Without an understanding of the daily violence Palestinians suffer, as documented by human rights groups and Amnesty International, it will be difficult for news consumers to fully understand why these 'clashes' occurred in the first place.

But the means by which people get their news changes, and so do Americans who watch the Israeli-Palestinian conflict.

This is especially true of young Americans, who are less likely to receive news from the mainstream media.

Recent opinion polls have indicated that young Americans sympathize with the Palestinians more than adults.

This is changing among young American Jews as well, as well as young evangelicals, who, together, have traditionally expressed strong feelings of support for Israel.

Likewise, American journalists are working to change the way their media covers Israeli violence.

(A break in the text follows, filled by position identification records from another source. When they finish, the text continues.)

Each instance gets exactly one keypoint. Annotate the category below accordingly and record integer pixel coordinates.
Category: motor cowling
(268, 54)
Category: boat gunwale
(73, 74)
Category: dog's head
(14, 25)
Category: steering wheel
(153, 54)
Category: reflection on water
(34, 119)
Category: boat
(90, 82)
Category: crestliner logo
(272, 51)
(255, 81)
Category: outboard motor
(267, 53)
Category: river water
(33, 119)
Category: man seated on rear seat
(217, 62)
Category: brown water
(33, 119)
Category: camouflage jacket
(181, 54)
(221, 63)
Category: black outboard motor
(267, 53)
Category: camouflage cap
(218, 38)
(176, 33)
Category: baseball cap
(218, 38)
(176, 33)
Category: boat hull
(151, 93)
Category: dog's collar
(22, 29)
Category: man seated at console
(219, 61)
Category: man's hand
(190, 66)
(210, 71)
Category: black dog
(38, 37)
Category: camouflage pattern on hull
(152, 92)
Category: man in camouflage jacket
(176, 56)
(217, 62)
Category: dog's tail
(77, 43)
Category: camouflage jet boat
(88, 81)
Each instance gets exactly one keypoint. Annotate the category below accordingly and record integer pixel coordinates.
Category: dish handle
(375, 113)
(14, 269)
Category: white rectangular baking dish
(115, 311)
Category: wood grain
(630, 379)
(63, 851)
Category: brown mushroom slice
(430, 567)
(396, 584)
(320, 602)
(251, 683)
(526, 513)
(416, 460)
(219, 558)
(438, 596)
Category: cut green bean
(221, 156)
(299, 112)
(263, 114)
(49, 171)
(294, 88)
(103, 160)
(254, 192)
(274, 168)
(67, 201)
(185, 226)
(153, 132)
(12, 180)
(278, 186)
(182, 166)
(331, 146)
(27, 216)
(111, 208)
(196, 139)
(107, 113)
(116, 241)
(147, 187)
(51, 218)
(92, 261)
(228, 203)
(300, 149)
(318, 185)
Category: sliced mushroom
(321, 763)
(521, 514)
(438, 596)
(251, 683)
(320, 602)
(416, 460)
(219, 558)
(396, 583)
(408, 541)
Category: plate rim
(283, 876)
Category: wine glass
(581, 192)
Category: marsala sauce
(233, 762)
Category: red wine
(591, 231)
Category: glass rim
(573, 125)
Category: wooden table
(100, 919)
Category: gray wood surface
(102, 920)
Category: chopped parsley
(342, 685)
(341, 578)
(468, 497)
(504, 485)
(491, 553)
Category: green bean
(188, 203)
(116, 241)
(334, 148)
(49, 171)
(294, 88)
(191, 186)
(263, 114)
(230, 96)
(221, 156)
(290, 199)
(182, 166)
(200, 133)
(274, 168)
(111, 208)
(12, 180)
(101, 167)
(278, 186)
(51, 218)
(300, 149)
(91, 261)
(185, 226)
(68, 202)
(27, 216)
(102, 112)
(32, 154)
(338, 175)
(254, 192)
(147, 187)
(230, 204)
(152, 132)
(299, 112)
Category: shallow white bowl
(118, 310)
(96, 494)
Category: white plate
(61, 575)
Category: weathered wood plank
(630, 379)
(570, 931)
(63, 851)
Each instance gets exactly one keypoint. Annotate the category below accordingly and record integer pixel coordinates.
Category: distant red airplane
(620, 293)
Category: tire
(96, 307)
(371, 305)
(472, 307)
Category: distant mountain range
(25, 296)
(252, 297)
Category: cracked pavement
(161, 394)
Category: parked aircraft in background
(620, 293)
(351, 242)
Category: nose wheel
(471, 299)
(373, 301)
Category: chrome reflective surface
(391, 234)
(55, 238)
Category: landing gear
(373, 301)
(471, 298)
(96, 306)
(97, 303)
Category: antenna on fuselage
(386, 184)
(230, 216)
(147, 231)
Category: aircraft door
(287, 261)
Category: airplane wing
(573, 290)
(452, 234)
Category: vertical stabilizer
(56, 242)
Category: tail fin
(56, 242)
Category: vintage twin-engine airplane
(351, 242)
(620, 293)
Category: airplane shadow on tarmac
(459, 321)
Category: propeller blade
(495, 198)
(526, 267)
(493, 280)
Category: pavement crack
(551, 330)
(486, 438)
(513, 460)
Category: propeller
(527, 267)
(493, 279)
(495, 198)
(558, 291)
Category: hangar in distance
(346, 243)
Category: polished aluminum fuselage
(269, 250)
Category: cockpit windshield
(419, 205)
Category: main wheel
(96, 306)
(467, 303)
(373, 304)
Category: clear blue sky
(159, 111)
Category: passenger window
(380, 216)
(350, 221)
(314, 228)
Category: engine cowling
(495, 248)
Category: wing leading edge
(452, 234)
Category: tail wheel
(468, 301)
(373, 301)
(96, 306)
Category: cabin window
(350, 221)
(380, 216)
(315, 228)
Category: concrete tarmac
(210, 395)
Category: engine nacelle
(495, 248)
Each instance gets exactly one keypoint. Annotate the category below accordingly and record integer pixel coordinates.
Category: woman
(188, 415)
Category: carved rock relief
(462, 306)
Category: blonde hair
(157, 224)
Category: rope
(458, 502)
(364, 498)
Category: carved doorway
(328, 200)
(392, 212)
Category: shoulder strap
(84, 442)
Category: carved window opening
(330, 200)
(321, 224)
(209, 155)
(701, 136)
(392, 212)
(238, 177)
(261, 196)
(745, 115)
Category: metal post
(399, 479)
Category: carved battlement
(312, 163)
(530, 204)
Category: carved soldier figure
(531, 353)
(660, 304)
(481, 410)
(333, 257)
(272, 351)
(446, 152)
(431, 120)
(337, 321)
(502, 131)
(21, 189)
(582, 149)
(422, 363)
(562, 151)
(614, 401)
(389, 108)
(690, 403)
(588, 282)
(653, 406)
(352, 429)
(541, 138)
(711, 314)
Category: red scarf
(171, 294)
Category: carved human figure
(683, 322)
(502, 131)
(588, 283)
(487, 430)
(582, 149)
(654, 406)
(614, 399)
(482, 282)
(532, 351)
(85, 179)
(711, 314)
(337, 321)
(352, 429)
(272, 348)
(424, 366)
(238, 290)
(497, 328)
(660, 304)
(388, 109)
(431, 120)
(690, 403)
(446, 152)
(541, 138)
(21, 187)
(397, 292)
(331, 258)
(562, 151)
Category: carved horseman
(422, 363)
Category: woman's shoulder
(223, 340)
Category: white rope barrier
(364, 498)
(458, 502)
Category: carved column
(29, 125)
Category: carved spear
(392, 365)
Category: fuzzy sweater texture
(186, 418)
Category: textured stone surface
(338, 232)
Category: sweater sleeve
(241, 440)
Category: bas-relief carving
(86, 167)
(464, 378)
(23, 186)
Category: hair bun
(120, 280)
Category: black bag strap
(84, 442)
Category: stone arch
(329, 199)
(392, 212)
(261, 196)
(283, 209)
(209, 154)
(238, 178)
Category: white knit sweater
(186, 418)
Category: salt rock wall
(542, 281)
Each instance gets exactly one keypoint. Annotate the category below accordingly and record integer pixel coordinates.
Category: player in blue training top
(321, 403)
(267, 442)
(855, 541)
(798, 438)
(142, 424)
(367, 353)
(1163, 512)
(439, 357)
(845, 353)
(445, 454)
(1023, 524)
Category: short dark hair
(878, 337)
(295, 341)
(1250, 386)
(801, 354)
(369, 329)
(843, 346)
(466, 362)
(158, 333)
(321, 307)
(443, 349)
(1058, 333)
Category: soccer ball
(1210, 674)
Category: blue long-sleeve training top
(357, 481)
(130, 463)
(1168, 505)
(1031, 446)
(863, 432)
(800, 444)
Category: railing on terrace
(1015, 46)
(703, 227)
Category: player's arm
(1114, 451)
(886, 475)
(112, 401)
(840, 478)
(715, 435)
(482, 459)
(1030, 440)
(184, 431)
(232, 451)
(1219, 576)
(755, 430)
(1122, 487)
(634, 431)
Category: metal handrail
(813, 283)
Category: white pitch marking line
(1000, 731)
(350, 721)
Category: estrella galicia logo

Last year, a number of American journalists from news platforms such as the Boston Globe, the Los Angeles Times, the Washington Post, and AB News issued a letter calling on their fellow journalists to “tell the whole truth without fear or favour, to acknowledge that this blackout over Israel’s oppression of the Palestinians is It goes against the journalistic standards they believe in.” So far, nearly 500 journalists have signed the letter.

• A few days later, the international investigative journalism group "Bingcat" concluded that the evidence "supports" witnesses who said that there had been no armed activities at the site of Abu Aqila's killing and that the shooting came from an Israeli sniper.

Maha Nassar is Professor of Middle Eastern and North African Studies at the University of Arizona.